Discovery
Problem Statement
How can we design a simple, powerful interface that leverages generative AI to enable finance professionals to interact with complex data using natural language without needing to understand the underlying queries or system architecture?
WHY IS THIS A PROBLEM?
The emergence of ChatGPT in the market sparked interest among businesses seeking innovative solutions for automating the traditionally manual and cumbersome processes of data analysis and insight derivation. Traditional enterprise performance management tools require users to know where to look and how to extract insights from their ERP systems. They involve dashboards, filters, and formulas that are second nature to analysts but intimidating or time-consuming for less technical users. A chat interface could lower this barrier dramatically.
RESEARCH
We began by studying leading conversational AI systems of the time(e.g., ChatGPT, Google Bard) and noted key interaction principles in a competitive analysis. Interaction principles such as progressive disclosure, inline clarification, and recoverability informed our early interface direction. To design a chat-based interface that truly served financial analysts, we recognized the importance of combining industry standards, user expectations, and technical feasibility.
👥
Informal Interviews
Interviewing analysts to understand current workflows, frustrations, and expectations
📓
EPM Workflow Analysis
Analysis of report generation in Oracle EPM through EPM documentation review
🔎
Documentation
Analyzing consumer and enterprise-facing AI tools to identify interaction patterns
💻
Code / Queries
Analyzing REST integrations and EPM capabilities for integration design and logic

We framed our research results around three pillars: how users currently interacted with dashboards and data tools, how they trusted and adopted AI outputs, and what could make enterprise conversational interfaces successful. This helped us identify the needs of our key users.
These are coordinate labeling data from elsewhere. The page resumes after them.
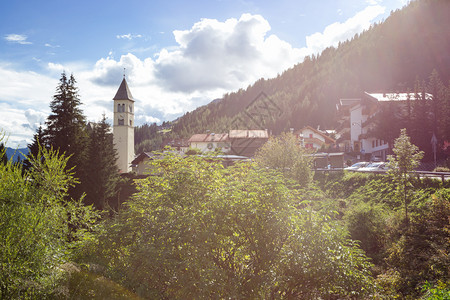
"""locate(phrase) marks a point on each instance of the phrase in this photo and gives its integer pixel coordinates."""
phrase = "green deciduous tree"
(197, 230)
(406, 158)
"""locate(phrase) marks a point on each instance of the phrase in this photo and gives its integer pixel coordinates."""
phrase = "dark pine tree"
(102, 171)
(66, 128)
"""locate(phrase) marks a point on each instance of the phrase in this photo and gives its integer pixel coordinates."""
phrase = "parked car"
(357, 165)
(374, 167)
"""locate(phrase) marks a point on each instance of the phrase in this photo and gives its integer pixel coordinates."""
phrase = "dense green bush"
(198, 230)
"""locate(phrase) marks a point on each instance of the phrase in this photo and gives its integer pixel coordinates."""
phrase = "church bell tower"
(123, 127)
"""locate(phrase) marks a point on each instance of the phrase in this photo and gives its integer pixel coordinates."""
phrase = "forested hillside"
(390, 56)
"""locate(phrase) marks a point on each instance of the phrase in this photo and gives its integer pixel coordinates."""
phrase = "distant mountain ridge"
(390, 56)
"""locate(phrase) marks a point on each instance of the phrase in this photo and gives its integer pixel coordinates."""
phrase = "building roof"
(251, 134)
(123, 93)
(209, 137)
(326, 137)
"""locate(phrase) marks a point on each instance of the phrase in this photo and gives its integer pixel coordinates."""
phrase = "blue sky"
(178, 55)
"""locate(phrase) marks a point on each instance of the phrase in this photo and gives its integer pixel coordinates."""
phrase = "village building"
(123, 127)
(207, 142)
(356, 116)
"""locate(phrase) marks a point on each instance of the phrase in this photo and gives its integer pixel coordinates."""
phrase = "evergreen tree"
(66, 127)
(3, 156)
(101, 169)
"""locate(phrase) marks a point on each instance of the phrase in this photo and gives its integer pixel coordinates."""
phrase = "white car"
(357, 165)
(374, 167)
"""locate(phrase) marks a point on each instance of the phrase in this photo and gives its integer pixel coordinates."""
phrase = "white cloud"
(17, 38)
(337, 32)
(128, 36)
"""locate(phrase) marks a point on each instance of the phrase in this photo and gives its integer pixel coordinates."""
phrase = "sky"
(176, 55)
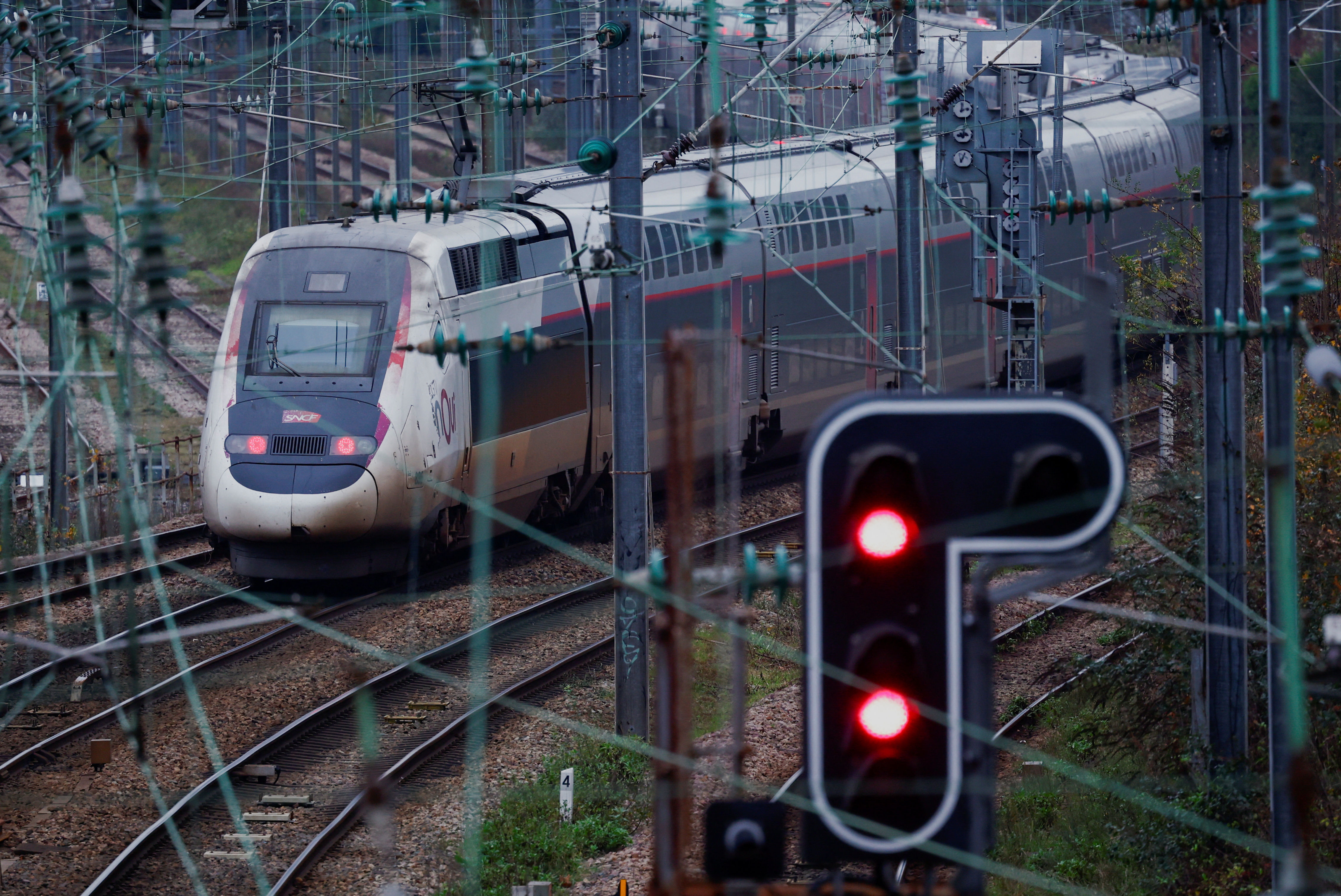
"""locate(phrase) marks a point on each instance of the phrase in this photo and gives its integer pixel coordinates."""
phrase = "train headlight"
(347, 446)
(246, 445)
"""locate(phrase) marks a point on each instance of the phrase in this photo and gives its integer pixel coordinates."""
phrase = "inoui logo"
(447, 415)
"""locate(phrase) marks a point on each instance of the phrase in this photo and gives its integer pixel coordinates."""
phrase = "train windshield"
(317, 338)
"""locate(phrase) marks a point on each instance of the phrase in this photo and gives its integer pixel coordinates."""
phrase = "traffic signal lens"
(883, 534)
(884, 716)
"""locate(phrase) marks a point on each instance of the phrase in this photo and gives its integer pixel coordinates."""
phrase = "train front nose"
(300, 521)
(287, 502)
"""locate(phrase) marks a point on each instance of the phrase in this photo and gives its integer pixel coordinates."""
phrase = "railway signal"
(900, 493)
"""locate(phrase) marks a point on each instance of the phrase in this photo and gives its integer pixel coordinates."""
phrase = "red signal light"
(883, 533)
(886, 714)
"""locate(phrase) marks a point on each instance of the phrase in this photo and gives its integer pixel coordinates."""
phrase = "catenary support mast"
(1222, 179)
(628, 327)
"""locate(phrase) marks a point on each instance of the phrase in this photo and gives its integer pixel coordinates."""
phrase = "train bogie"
(332, 451)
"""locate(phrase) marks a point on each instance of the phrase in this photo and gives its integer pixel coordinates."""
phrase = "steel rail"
(139, 850)
(144, 628)
(1028, 711)
(344, 154)
(143, 335)
(106, 553)
(412, 761)
(168, 686)
(85, 589)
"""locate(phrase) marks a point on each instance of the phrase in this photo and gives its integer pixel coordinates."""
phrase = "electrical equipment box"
(187, 15)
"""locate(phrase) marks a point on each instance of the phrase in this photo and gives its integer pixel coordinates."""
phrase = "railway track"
(194, 380)
(318, 752)
(59, 564)
(133, 576)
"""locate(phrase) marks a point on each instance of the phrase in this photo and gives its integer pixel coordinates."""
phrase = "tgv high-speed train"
(329, 450)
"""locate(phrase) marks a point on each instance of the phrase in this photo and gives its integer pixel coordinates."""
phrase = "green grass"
(525, 839)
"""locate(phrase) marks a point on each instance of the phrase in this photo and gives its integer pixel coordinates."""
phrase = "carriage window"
(835, 227)
(844, 211)
(327, 282)
(529, 395)
(702, 253)
(314, 338)
(808, 240)
(686, 249)
(659, 266)
(671, 250)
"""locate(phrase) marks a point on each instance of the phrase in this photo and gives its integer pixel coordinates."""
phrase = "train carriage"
(329, 450)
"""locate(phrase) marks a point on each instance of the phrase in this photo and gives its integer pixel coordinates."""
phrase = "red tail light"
(883, 533)
(884, 714)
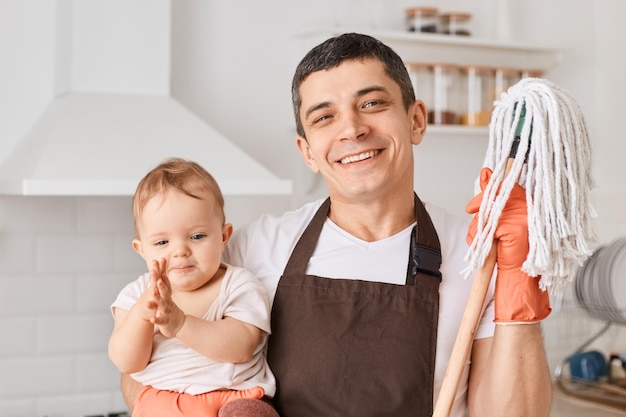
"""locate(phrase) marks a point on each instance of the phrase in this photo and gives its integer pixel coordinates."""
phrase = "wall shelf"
(460, 50)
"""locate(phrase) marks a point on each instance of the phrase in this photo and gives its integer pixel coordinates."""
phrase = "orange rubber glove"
(518, 298)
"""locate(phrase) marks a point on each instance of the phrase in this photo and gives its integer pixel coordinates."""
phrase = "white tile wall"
(62, 262)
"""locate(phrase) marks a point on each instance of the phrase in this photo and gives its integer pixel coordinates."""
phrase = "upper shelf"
(461, 50)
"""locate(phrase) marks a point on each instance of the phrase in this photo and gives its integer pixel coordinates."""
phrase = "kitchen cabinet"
(459, 50)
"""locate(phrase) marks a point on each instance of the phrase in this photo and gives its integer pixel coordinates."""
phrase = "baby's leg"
(247, 407)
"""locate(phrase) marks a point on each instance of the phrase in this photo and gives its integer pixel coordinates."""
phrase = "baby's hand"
(167, 315)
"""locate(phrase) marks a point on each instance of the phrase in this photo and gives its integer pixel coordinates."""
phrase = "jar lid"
(417, 65)
(421, 11)
(456, 16)
(446, 66)
(479, 69)
(504, 71)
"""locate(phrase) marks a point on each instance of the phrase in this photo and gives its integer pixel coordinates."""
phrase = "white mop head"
(556, 176)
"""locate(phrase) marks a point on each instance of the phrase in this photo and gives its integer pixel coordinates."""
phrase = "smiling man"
(367, 287)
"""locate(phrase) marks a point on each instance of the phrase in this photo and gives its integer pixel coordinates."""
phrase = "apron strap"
(424, 253)
(425, 250)
(304, 248)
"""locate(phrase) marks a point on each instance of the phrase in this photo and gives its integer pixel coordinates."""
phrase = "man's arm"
(509, 374)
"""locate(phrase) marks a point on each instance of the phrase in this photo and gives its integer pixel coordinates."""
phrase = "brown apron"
(352, 348)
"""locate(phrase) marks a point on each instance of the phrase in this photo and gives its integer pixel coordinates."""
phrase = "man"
(367, 287)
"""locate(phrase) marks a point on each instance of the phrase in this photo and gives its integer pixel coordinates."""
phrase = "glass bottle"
(505, 78)
(478, 87)
(455, 23)
(421, 19)
(446, 94)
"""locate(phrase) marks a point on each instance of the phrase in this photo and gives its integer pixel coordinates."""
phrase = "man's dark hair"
(350, 46)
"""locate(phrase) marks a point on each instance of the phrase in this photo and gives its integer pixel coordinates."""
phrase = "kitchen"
(64, 256)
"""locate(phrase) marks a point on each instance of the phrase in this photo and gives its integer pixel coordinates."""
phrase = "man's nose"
(353, 126)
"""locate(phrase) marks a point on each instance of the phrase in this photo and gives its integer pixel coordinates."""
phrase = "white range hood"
(111, 117)
(103, 144)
Financial Analysts needed Speed
Analysts needed to ask quick questions and get actionable responses without sorting through r raw data. During initial research, the ability to type natural language prompts and receive structured output was highlighted as a benefit during month-end and reporting cycles.
Executives Needed Clarity
Leaders wanted top-level summaries with just enough detail to make fast, informed decisions. It was crucial that the AI output included clear data references and confidence indicators, so executives trusted and acted on the insights without a second round of validation.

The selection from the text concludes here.